Clinicians need guidance, and guidance should be based on evidence of what works and what fails to work.
Patients need to know the benefits, the side effects and the drawbacks of treatment so they can make informed decisions.
As things stand, there is insufficient evidence on which to base treatment guidelines. As a first stage in providing evidence based guidelines, LDA is funding a process to document the uncertainties in diagnosis and treatment of Lyme disease.
James Lind Alliance Priority Sharing Partnership – how it works
The James Lind Alliance (JLA) is principally funded by the National Institute for Health Research and provides an infrastructure for patients and clinicians to work together to identify and confront the uncertainties about the effects of treatments. LDA is now a JLA affiliate and has committed funds to a JLA Priority Setting Partnership (PSP).
How does this work? Clinicians and patients will discuss and document the uncertainties in both diagnosis and treatment that currently exist. In parallel with this an independent researcher will conduct an extensive search of the scientific literature, documenting existing evidence.
Finally the two groups, clinicians and patients, will come together to draw up a set of shared priorities. These documented priorities will then feed into the national research agenda.

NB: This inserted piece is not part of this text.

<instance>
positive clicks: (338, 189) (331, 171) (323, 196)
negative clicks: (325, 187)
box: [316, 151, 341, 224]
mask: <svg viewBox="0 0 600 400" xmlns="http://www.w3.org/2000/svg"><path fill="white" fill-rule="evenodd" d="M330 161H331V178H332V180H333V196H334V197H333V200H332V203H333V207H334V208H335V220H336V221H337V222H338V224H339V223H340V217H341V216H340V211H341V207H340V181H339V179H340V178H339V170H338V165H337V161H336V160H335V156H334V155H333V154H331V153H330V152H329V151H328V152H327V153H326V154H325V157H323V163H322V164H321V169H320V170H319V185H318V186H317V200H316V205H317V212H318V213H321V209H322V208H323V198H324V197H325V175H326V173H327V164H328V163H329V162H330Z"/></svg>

The aim is to find out - What we do know and what we don’t know about diagnosis of Lyme disease and treatment of Lyme disease
Click here for further information on this JLA PSP.
Where we are now
To identify the most important research questions for diagnosis and treatment of Lyme disease, a national survey of clinicians and patients was completed at the end of 2011.
A summary report of responses is now available. The submitted uncertainties are now being sorted and the next stage will be to put them out to voting so that those who contributed, and those who didn’t, can vote on those they think are most important.